I can look at a number of my traits, and attribute them to my upbringing, and some life experiences, but does that explain all of them? I really don’t think that it does because while I believe in a higher power which I call God, my parents were both anti-religion (“It’s all a load of rubbish!”) Their position on religion could perhaps be explained by the teachings of the time where there was an omnipotent and loving God. I can understand my Dad having problems with that.
He was in the Royal Navy on convoy escort duties in WWII and saw many an oil tanker explode after having been torpedoed, and watched the crew jumping into an oil covered and burning sea. They were not allowed to pick up anybody because they could not risk losing their own vessel by stopping (would be a golden opportunity for any submarine in the area). He therefore watched men jump off doomed oil tankers, knowing full well that they were either going to be burned alive and/or drown.
More recent (at least to me) Christian teachings have stressed the freedom of choice that we all have, and with that freedom of choice comes consequences and responsibilities, but I do not think that he was ever presented with that rationale.

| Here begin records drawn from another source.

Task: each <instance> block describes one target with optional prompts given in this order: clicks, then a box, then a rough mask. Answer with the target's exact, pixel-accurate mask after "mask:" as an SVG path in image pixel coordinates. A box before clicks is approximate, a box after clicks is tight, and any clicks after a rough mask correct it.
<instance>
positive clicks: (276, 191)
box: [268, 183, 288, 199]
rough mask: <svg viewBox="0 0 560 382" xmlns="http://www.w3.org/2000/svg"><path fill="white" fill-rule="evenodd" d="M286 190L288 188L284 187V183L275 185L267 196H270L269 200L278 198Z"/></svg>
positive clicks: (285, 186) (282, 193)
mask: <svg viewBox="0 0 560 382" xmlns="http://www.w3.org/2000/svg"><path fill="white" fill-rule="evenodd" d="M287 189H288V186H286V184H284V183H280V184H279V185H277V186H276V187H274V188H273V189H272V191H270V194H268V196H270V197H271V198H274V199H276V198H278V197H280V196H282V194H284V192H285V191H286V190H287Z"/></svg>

So to those of you more learned than I in these matters, help me out a little. Why do some of us consciously consider other perspectives before we react, while some others do not? Why do some of us live a very modest lifestyle, but are prepared to share what we have, while others living a much more luxurious lifestyle have no interest in others. Why are some people happy in their 1000 sq ft homes, while others are complaining at the cost of 5000 sq ft homes?
There are so many examples of contrasting perspectives, but should we lay the blame on our upbringing? I really don’t think so simply because we all have the ability to learn. We all have the ability to change. We all make choices as we go through life but then, why do some us make choices that involve change, while others just stay with the status quo? Why do some of us see a rose bush as a flowering shrub with spikes, while others see a spikey shrub with flowers?
As noted at the beginning of this Post, I like to think that I know quite a bit about a very, very tiny component of those areas of expertise! These questions are not answered by the very, very tiny component referred to! Just thinking!